Divergence Theorem: The flux of a vector field through a closed surface is equal to the volume integral of the divergence of the field over the region enclosed by the surface:

$$\int_{V} (\nabla \cdot \mathbf{F}) \, dV = \int_{S} \mathbf{F} \cdot \mathbf{n} \, dS,$$

where:

$V$ is the volume in $\mathbb{R}^D$,
$S$ is the boundary (or surface) of $V$,
$\mathbf{F}$ is a continuously differentiable vector field,
$\mathbf{n}$ is the outward-pointing unit normal vector on $\partial V$.

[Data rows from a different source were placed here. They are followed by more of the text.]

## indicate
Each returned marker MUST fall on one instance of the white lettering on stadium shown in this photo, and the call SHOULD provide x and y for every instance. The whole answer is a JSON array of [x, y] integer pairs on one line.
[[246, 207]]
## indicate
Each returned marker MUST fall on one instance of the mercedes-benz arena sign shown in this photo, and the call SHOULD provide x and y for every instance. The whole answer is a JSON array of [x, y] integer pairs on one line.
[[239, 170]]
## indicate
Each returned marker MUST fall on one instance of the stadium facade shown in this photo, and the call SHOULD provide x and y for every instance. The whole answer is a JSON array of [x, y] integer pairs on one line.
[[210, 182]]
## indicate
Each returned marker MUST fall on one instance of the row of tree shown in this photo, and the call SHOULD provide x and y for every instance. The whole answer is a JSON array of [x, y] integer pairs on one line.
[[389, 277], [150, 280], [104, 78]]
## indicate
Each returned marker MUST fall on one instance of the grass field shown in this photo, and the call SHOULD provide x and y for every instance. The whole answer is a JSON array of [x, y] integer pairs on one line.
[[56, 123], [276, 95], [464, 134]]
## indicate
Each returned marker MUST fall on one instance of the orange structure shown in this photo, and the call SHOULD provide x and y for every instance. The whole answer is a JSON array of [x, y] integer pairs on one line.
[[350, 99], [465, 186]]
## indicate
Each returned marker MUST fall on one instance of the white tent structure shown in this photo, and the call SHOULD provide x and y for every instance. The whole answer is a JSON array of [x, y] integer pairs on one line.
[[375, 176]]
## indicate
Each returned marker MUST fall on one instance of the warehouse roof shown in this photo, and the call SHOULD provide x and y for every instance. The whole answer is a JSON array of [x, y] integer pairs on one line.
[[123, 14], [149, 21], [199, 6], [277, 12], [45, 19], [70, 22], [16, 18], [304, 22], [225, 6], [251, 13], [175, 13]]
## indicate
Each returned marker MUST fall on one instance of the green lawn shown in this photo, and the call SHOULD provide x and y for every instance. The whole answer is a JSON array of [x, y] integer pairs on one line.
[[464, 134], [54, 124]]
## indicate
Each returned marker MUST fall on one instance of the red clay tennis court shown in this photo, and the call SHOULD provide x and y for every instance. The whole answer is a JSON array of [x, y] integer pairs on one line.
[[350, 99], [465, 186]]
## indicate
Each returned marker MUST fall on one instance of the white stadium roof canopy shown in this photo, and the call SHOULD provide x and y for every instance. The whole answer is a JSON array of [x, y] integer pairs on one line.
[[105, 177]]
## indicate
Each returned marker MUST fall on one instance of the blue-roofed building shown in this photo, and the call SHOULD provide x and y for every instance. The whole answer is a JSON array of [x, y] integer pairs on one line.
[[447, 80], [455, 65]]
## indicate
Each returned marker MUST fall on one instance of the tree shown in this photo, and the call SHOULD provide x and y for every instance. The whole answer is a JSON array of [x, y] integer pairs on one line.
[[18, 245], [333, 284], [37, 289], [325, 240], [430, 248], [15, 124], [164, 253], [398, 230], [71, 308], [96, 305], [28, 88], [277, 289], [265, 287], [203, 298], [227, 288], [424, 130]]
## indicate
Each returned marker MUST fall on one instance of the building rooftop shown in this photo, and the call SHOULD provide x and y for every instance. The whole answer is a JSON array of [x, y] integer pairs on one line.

It may seem unclear why to bring this theorem here considering we’re not dealing with surfaces or volumes. However, let’s pretend we do for a minute. The product $(\mathbf{s}_{\mathbf{\theta}} (\mathbf{x}) \, p_{\text{data}}(\mathbf{x}))$ is a vector field whose flux passes through a surface enclosing a volume that is given by $\mathbb{R}^D$. In this context, according to the divergence theorem, the sum of the divergences inside $\mathbb{R}^D$ (i.e., $\int_{\mathbb{R}^D} \left( \nabla_{\mathbf{x}} \cdot (\mathbf{s}_{\mathbf{\theta}} (\mathbf{x}) \, p_{\text{data}}(\mathbf{x})) \right) \, d\mathbf{x}$) is equal to the outward flux that crosses the surface of the volume $\mathbb{R}^D$. Since the “volume” $\mathbb{R}^D$ is infinite, its surface is located at the boundary $||\mathbf{x} \rightarrow \infty||$. Then:

$$\lim_{||\mathbf{x} \rightarrow \infty||} \mathbf{s}_{\mathbf{\theta}} (\mathbf{x}) \, p_{\text{data}}(\mathbf{x}) = 0.$$

In other words, the outward flux when $||\mathbf{x} \rightarrow \infty||$ is negligible, which implies that all divergences are cancelled inside $\mathbb{R}^D$ and

$$\int_{\mathbb{R}^D} (\nabla_{\mathbf{x}} \cdot (\mathbf{s}_{\mathbf{\theta}} (\mathbf{x}) \, p_{\text{data}}(\mathbf{x}))) d\mathbf{x} = 0.$$

Therefore:

$$\begin{equation} \int_{\mathbb{R}^D} \mathbf{s}_{\mathbf{\theta}} (\mathbf{x}) \cdot \nabla_{\mathbf{x}} p_{\text{data}}(\mathbf{x})\, d\mathbf{x} = - \int_{\mathbb{R}^D} (\nabla_{\mathbf{x}} \cdot \mathbf{s}_{\mathbf{\theta}}(\mathbf{x}))\, p_{\text{data}}(\mathbf{x})\, d\mathbf{x}. \end{equation} $$

Then, replacing Eq. 4 in Eq. 2 and transforming the integral to an expectation:

$$\begin{equation} \begin{align*} \mathbf{M} &= - \int_{\mathbb{R}^D} (\nabla_{\mathbf{x}} \cdot \mathbf{s}_{\mathbf{\theta}}(\mathbf{x}))\, p_{\text{data}}(\mathbf{x})\, d\mathbf{x},\\ &= - \mathbb{E}_{p_{\text{data}}} [\nabla_{\mathbf{x}} \cdot \mathbf{s}_{\mathbf{\theta}}(\mathbf{x})]. \end{align*} \end{equation}$$

And combining Eq. 5 and Eq. 1:

$$J = \frac{1}{2} \mathbb{E}_{p_{\text{data}}}[||\mathbf{s}_{\mathbf{\theta}}(\mathbf{x})||_2^2] + \mathbb{E}_{p_{\text{data}}} [\nabla_{\mathbf{x}} \cdot \mathbf{s}_{\mathbf{\theta}}(\mathbf{x})].$$

In addition, by definition, the divergence of a vector field is the trace of its Jacobian matrix, so:

$$\nabla_{\mathbf{x}} \cdot \mathbf{s}_{\mathbf{\theta}}(\mathbf{x}) = \text{tr}(\nabla_{\mathbf{x}}\mathbf{s}_{\mathbf{\theta}}(\mathbf{x})).$$

In conclusion, the optimization problem in Eq. 1 can be expressed as:

$$ \mathbb{E}_{p_{\text{data}}}\left[\frac{||\mathbf{s}_{\mathbf{\theta}} (\mathbf{x})||_2^2}{2} + \text{tr}(\nabla_{\mathbf{x}} \mathbf{s}_{\mathbf{\theta}} (\mathbf{x})) \; \tag*{$\blacksquare$}\right].$$

The next paper I’ll analyze is “Denoising Diffusion Probabilistic Models” by Ho, Jain, and Abbeel (2020).

References

[1] Y. Song and S. Ermon, “Generative modeling by estimating gradients of the data distribution,” in Proceedings of the 33rd International Conference on Neural Information Processing Systems (2019), pp. 11918–11930.

[2] H. Aapo, “Estimation of non-normalized statistical models by score matching.” Journal of Machine Learning Research (2005), vol. 6, pp. 695-809.